‘Lighting the Way’ shares the story of bringing electricity to local farms

When Mom and Dad bought a farm in 1915, it was four miles from Ninth and Broadway in Columbia. That was too far from the city for electric lines to reach them.

Dad and his helpers did farm chores in the dark, carried coal-oil lanterns in one hand and hung those feeble lights on a nail in the barn while they fed and milked the cows. They heated water using an upright steam boiler, like those on steam engines, for washing and sterilizing the vessels and glass bottles. They "harvested" ice from the pond in winters and stored it in an in-the-ground icehouse to cool those bottles of milk in summers.

When I was a preschooler, Mom used corncobs to start a fire in her big iron Majestic cook stove to make coffee and fry meat and eggs and bake biscuits for breakfast. She would add wood, cut to stove length, and keep the fire going all day. There was a reservoir of water on one end of the stove, so she kept a low fire to provide warm water all day for cooking, laundry and household chores. She would fire up for cooking meals and to heat several sad irons on ironing day.

Farm children carried lunch boxes a mile or two to country schools, which had two privies and a well pump in the play yard. When it rained, the school’s only room was the playroom. People brought oil lamps for pie suppers and Christmas programs at night.

Thanks to President Franklin D. Roosevelt’s "lighting the way" in May 1935, the government loaned money to help groups of farmers finance their own electric lines.

Mr. and Mrs. Wilbur Watson, farmers in the Midway area, were the first Boone Countians to write to Washington for information. That started the ball rolling. The Rural Electric Administration made government loans to local groups and set guidelines for them.

By 1936, Boone Electric Cooperative was well on its way, and in the summer of 1937, the poles were set, wires were strung and buildings were wired and ready to receive service. Rural electrification changed the lives of millions of people all over America. Boone Electric Cooperative extended lines north to Hallsville, west to Midway, southeast to Huntsdale and McBaine, east to Harg and south to Deer Park.

Ours was one of the first farms to be ready when the power was turned on.

"Lighting the Way" author Jacki Gray tells the story of Boone Electric from its beginning.

There’s a snapshot of a big man taking a bath in a small washtub. There’s a close-up of a man holding the milk bucket between his knees and milking with both hands - in the dark. And there’s also a man saying "goodbye" just before they burned the privy.

My husband, W.F. "Chub" Gerard, was power use adviser for Boone Electric after World War II. It was his job to teach people that electricity was "the best hired hand you could employ."

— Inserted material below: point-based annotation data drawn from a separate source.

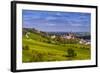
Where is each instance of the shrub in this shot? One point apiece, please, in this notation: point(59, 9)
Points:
point(71, 53)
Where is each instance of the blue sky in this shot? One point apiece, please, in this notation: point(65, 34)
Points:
point(53, 21)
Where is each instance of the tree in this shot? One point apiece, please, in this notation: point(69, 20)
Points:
point(71, 53)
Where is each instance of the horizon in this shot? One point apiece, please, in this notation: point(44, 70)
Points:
point(55, 21)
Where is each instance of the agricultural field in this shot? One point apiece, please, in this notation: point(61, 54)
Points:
point(37, 47)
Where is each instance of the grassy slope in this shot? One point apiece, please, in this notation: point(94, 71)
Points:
point(41, 51)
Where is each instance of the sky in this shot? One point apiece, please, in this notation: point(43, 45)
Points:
point(55, 21)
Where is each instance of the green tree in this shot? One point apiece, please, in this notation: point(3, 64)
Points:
point(71, 53)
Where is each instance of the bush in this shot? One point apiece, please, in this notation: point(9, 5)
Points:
point(26, 47)
point(71, 53)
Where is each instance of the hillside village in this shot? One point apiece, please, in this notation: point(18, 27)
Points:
point(67, 36)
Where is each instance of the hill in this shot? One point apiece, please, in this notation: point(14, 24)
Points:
point(39, 47)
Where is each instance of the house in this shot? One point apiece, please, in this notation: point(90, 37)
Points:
point(27, 35)
point(53, 36)
point(69, 36)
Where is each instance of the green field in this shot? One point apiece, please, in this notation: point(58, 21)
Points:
point(38, 48)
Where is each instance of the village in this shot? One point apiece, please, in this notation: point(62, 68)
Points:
point(72, 36)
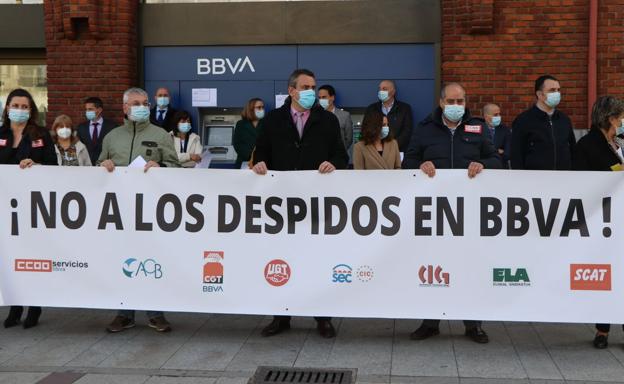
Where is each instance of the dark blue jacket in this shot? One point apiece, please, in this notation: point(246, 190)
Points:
point(432, 141)
point(542, 142)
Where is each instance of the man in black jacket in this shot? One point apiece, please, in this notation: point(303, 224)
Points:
point(451, 138)
point(92, 132)
point(500, 134)
point(162, 113)
point(542, 137)
point(399, 114)
point(300, 135)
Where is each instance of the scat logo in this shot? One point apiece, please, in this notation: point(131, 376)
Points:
point(147, 268)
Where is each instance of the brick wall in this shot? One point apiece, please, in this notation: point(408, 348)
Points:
point(611, 47)
point(91, 51)
point(497, 48)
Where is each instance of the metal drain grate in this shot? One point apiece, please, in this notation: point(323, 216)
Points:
point(276, 375)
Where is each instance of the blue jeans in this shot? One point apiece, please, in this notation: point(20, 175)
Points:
point(129, 313)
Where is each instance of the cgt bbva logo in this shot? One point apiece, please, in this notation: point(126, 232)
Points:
point(219, 66)
point(342, 273)
point(147, 268)
point(590, 277)
point(433, 277)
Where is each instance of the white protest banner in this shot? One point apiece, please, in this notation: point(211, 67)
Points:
point(525, 246)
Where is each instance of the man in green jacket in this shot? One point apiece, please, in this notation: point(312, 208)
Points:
point(137, 137)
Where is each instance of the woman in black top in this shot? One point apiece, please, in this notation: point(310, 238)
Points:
point(24, 142)
point(601, 150)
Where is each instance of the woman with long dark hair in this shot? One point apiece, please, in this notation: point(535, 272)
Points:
point(25, 143)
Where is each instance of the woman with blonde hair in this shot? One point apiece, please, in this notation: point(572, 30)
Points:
point(69, 149)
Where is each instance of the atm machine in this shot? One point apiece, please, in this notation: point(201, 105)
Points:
point(217, 134)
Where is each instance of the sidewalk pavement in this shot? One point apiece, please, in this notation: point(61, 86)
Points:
point(72, 346)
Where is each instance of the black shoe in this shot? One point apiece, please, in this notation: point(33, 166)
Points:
point(15, 315)
point(601, 341)
point(478, 335)
point(325, 329)
point(424, 332)
point(276, 326)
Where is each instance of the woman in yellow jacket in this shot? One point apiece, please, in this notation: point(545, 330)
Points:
point(377, 149)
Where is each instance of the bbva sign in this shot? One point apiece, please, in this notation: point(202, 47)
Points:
point(219, 66)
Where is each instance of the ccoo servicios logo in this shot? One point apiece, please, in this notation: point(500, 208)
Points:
point(148, 268)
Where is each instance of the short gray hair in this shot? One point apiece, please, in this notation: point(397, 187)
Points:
point(487, 107)
point(292, 80)
point(445, 86)
point(605, 108)
point(133, 91)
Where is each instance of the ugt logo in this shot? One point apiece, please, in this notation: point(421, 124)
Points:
point(147, 268)
point(433, 277)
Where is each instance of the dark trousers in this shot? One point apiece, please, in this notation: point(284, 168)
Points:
point(287, 318)
point(604, 327)
point(436, 323)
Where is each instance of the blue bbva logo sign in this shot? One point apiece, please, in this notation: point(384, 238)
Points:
point(342, 273)
point(146, 268)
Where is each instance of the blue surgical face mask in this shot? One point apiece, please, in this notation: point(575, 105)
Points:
point(383, 96)
point(90, 115)
point(307, 98)
point(162, 101)
point(19, 115)
point(454, 112)
point(553, 99)
point(620, 130)
point(139, 113)
point(496, 120)
point(184, 127)
point(385, 130)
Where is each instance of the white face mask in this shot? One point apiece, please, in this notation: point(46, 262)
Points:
point(64, 133)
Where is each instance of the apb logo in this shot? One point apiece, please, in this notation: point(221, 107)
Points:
point(433, 277)
point(147, 268)
point(33, 265)
point(342, 273)
point(277, 272)
point(504, 277)
point(213, 267)
point(590, 277)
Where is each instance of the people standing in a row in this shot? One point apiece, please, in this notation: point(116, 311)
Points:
point(24, 142)
point(451, 138)
point(399, 114)
point(92, 132)
point(542, 137)
point(500, 134)
point(377, 148)
point(70, 151)
point(300, 135)
point(187, 143)
point(327, 100)
point(162, 113)
point(247, 130)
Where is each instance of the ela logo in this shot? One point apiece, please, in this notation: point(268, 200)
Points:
point(505, 277)
point(147, 268)
point(590, 277)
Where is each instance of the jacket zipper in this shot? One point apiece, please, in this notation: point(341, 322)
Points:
point(552, 131)
point(132, 143)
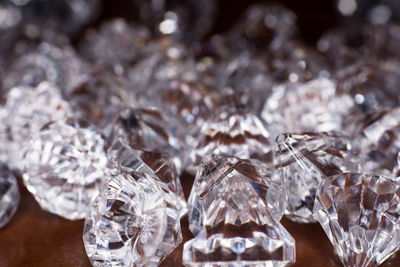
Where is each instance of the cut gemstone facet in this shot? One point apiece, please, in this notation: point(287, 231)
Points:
point(9, 195)
point(148, 128)
point(310, 106)
point(234, 209)
point(65, 168)
point(136, 158)
point(360, 214)
point(304, 160)
point(131, 223)
point(29, 109)
point(232, 132)
point(232, 189)
point(380, 142)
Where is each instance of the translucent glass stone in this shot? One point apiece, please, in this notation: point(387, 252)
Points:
point(380, 142)
point(29, 109)
point(232, 132)
point(64, 168)
point(120, 156)
point(227, 182)
point(148, 128)
point(310, 106)
point(131, 223)
point(360, 214)
point(58, 64)
point(304, 160)
point(9, 195)
point(234, 209)
point(116, 44)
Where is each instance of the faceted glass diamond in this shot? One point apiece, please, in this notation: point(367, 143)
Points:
point(304, 160)
point(380, 142)
point(136, 158)
point(234, 208)
point(64, 168)
point(360, 214)
point(148, 128)
point(9, 195)
point(28, 110)
point(131, 223)
point(311, 106)
point(232, 132)
point(229, 182)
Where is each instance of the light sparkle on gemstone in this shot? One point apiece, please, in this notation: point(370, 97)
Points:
point(131, 223)
point(360, 214)
point(9, 195)
point(64, 168)
point(234, 208)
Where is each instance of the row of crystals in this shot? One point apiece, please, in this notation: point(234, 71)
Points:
point(76, 126)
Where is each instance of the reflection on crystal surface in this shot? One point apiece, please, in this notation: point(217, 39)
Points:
point(310, 106)
point(306, 159)
point(28, 110)
point(64, 168)
point(131, 223)
point(380, 142)
point(360, 214)
point(9, 195)
point(234, 209)
point(120, 156)
point(232, 132)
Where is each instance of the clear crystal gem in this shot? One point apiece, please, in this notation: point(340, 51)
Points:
point(232, 132)
point(9, 195)
point(304, 160)
point(234, 208)
point(227, 187)
point(120, 156)
point(380, 142)
point(29, 109)
point(64, 167)
point(360, 214)
point(310, 106)
point(131, 223)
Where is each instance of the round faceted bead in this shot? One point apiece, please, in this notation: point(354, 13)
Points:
point(9, 195)
point(64, 168)
point(131, 223)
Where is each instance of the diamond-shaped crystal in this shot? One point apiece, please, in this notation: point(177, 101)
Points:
point(29, 109)
point(360, 214)
point(120, 156)
point(234, 208)
point(230, 189)
point(380, 142)
point(310, 106)
point(232, 132)
point(147, 127)
point(9, 195)
point(131, 223)
point(306, 159)
point(64, 168)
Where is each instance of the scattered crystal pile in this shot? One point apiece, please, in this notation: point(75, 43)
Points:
point(234, 210)
point(103, 123)
point(132, 222)
point(304, 161)
point(9, 195)
point(64, 168)
point(360, 214)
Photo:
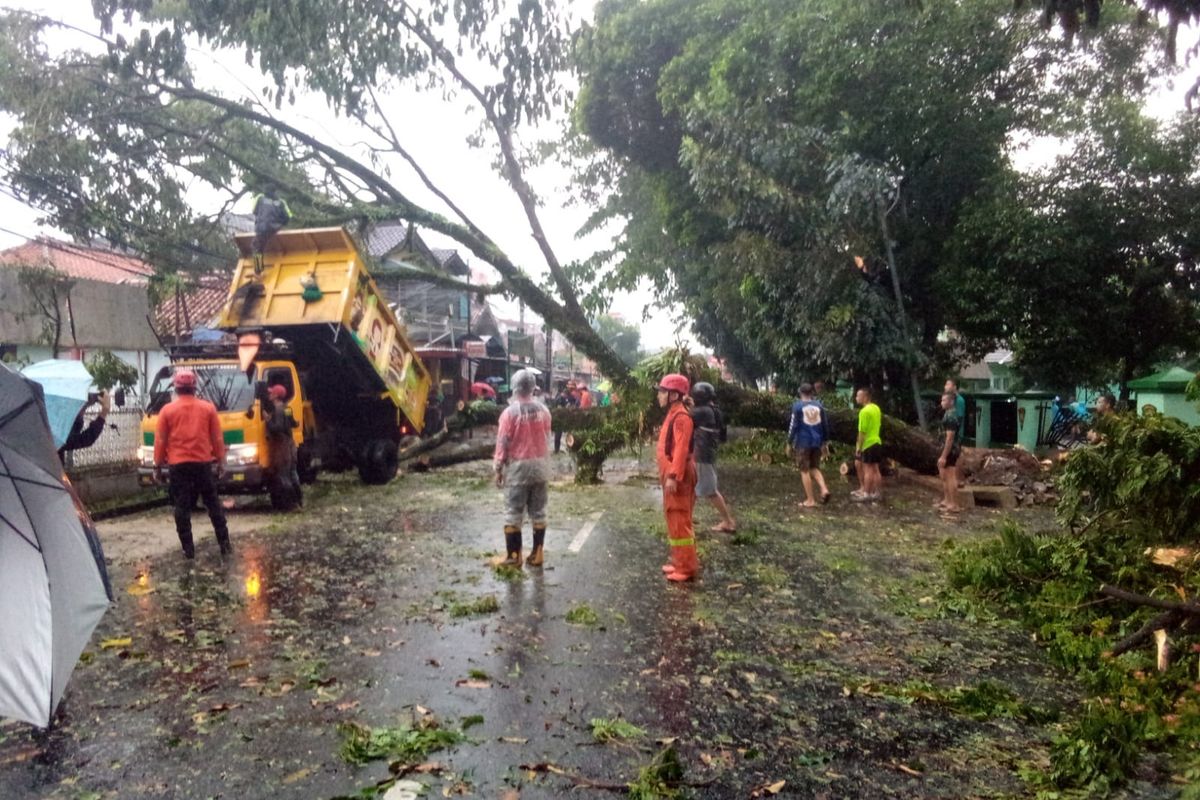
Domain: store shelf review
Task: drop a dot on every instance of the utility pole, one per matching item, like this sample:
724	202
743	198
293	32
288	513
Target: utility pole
900	314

Some people continued to draw water with a hand pump and milk cows in the dark and said, "We’ll just use house lights and an electric iron."

When the monthly minimum amount was used, one family switched back to oil lamps for a few days each month.

Others said, "Yes, you may build electric lines across our farm, ... but we’re afraid it might burn our house."

A woman who didn’t want an indoor toilet told Chub, "If I didn’t go outdoors to the toilet, I never would get any fresh air."

All who have lived on a farm will enjoy the book "Lighting the Way," available at Boone Electric, 1413 Range Line St., Columbia, Mo., 65202.